そこまでは良かった。カード納付の通知が来ないと思っていたら、突然ピンクの封書が送られてきた。「あなたには国民年金保険料の未納期間があります。未納が解消されない場合、法に定める滞納処分を行うことがあります」。財産調査を経て差押執行までの流れが書かれている。

あわてて近くの年金事務所に駆け込んだが、応対した職員はアルバイトなのか要領を得ない。質問するたびに中へ引っ込み上司と相談している。しまいに上司が出てきてわかったのは、カード引き落としの開始まで時間がかかること。請求書はカードの手続きとは別に本部が機械的に送っていることだった。納付期限を過ぎるとピンクになり、「ビックリされないよう事前に説明しておくべきでした」。釈然としないまま、3カ月分をコンビニで支払った。

長生きしないと元は取れないが、物価上昇が止まらないのだから仕方ない。消費者物価指数は昨年11月に前年同月比2.9%上昇するなど2年8カ月連続で2%超え。なかでも食料品と日用品(家具・家事用品)は、2020年と比べ2割以上上がっている。
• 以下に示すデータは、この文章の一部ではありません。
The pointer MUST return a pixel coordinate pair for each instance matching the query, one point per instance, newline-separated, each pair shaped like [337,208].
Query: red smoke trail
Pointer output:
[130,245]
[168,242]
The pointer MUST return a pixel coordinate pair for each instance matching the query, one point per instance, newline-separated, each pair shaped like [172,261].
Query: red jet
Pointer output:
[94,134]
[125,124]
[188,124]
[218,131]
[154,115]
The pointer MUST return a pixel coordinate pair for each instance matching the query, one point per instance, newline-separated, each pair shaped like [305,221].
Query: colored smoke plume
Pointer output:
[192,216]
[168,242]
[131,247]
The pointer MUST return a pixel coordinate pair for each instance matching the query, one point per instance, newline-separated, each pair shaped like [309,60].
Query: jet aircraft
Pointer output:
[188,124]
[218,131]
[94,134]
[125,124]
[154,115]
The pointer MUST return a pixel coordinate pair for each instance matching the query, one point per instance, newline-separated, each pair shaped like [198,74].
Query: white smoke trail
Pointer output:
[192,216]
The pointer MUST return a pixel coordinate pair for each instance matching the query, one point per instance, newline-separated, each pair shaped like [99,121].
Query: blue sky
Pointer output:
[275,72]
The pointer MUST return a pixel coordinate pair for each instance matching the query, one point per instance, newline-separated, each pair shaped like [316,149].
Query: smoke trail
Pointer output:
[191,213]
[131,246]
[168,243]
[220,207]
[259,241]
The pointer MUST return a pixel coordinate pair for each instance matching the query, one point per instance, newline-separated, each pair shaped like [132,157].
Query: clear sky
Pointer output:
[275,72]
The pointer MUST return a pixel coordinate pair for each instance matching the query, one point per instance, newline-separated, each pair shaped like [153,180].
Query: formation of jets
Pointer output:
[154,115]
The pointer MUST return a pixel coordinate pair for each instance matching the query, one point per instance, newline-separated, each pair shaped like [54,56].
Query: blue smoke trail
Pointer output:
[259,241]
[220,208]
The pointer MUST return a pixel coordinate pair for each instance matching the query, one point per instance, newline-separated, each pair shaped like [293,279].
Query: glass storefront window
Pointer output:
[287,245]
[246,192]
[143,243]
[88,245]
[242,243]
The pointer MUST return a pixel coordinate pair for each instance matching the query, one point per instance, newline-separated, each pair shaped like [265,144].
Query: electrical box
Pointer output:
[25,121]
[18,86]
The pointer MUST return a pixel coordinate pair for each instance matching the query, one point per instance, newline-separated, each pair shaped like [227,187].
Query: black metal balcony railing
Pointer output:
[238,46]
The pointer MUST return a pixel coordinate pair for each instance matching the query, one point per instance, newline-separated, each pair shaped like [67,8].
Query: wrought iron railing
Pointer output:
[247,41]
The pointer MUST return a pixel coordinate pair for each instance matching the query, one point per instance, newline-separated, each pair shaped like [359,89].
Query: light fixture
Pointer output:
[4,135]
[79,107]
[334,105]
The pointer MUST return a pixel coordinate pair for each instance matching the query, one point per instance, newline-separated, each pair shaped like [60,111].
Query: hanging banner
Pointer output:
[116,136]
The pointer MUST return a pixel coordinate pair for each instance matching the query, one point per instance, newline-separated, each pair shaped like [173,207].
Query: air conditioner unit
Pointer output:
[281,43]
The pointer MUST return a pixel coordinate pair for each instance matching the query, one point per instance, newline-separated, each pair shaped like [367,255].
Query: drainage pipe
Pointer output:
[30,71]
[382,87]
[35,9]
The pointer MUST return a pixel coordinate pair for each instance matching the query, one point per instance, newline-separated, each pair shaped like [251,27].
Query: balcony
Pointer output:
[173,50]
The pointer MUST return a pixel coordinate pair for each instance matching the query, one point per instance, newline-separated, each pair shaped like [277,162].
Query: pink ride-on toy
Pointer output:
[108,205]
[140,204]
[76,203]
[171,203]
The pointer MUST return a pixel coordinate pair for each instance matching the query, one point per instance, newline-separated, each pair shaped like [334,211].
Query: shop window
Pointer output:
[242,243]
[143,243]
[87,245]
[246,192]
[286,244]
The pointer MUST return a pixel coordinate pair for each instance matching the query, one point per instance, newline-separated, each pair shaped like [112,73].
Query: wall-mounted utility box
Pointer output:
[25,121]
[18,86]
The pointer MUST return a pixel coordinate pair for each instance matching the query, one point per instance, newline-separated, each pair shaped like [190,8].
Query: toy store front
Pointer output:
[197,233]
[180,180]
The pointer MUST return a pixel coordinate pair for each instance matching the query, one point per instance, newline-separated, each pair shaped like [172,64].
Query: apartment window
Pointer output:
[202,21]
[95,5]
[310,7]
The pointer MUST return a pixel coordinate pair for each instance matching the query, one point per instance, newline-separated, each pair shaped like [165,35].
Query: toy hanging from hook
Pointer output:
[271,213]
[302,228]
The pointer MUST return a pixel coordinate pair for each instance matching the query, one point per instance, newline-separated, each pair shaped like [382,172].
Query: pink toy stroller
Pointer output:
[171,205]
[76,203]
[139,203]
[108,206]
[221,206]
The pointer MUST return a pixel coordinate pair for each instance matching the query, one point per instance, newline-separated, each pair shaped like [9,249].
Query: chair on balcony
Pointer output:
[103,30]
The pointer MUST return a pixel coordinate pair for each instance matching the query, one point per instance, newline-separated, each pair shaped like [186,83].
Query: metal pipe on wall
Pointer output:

物価以上に賃金が上昇していれば問題ないが、実質賃金は22、23年とマイナスで、24年も6、7月を除き減少している。年金生活者はさらに悲惨だ。「マクロ経済スライド」と呼ばれる仕組みにより、支給額は物価や賃金の伸びより低く抑え込まれる。

こうした状況でも日銀は利上げをためらっている。政府は「デフレ脱却宣言」すらしない。このまま円安・物価上昇が続けば、夏の参院選で自民・公明の与党は敗北し、衆議院同様過半数割れするだろう。